If you drive mostly highway in 2WD, you won't notice as much of a hit in the cold weather. If you only have a 15-20 minute commute in the morning through in-town traffic, you'll notice a drastic drop-off in fuel economy when the temperature is below 20 degrees. This is mainly due to the fact that by the time the engine gets warm, you're just about to the parking lot at work...

As far as the "Auto" 4WD setting, I don't think leaving the vehicle in Auto will have any discernable impact on fuel economy unless you're driving on slippey surfaces where the 4x4 is engaging alot.

I think the most important thing to realize is that FUEL IS ONE OF THE LEAST EXPENSIVE ITEMS you'll ever pay for with your vehicle. (Well, unless it jumps to $7/gallon or something crazy like that.)

Once the weather warms up, you'll easily see 15MPG in town...and probably closer to 20MPG on the highway driving 60MPH. I drive 80 miles round trip every day on a two-lane state highway. I consistently get 19-20MPG...and sometimes 21 or 22 in the summer time.

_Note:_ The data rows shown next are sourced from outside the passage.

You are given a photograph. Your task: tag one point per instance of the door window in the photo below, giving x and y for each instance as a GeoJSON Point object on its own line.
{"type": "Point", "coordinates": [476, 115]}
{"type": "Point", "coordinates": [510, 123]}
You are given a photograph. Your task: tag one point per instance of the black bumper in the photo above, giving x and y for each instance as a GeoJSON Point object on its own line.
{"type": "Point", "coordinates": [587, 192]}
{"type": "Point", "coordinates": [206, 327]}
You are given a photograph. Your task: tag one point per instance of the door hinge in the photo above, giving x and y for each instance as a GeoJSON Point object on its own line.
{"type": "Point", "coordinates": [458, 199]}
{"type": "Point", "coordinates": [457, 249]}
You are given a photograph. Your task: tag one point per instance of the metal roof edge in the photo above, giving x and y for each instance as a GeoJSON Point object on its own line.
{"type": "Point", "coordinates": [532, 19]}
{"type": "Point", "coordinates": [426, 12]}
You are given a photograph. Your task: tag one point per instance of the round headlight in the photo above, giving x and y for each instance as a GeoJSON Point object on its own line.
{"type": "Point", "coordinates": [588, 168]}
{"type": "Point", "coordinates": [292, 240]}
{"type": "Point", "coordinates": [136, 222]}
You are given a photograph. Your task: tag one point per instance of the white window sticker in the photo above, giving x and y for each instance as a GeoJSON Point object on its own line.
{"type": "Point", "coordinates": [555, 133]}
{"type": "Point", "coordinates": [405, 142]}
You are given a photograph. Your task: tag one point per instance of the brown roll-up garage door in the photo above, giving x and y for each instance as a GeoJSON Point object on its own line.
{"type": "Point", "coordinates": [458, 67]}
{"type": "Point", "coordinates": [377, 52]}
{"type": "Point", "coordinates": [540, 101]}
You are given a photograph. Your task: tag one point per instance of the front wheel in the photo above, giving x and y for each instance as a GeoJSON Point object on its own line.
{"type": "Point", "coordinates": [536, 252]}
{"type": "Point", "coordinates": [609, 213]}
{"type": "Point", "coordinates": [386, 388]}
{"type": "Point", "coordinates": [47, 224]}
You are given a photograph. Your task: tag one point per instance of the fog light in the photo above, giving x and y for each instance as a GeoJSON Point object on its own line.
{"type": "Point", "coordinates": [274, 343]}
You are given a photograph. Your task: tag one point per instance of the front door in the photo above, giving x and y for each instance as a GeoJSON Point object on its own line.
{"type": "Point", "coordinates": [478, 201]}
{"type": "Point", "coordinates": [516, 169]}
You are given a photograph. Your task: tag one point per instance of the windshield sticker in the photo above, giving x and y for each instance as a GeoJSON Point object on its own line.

Right now, I'm getting 15-16MPG on the highway...but it's been very cold here as well.

Best wishes...

-T


----------



## instantpop (Dec 19, 2005)

Thanks for all the feedback guys. This forum has been great. Nice to know that there is a place to come for answers as a new Pathy owner!! Looking forward to being a part of this club for some time 

I'll keep an eye out on the MPG once the weather warms up. I suppose buying the thing in the midst of a subzero cold snap isn't going to give me the best representation and I appreciate all of you who have taken the time to share the wealth of knowledge!


----------



## fjo_newport (Dec 23, 2005)

In "Auto" mode, your front hubs are locked, so you will still loose some MPG over just 2WD mode.


----------



## acb_22 (Jun 8, 2005)

I've got a 2001 LE ... that has the AWD function ... I try to use it sparingly, due to the poor gas mileage. I drove my gf to the airport (35mi) and back, picked her up and drove back to the house ... a total of about 70 miles, and did one errand around the city, and I immediately filled up to see what kind of gas mileage I was going to get on the highway. I wasn't going 55mph or 65mph ... had the Pathy going 75-80 ... and I averaged 16.5 mpg. Not bad, but not great. Especially, when my gf uses the car as her 'everyday' car, to go to work ... and her work is about 3 miles away.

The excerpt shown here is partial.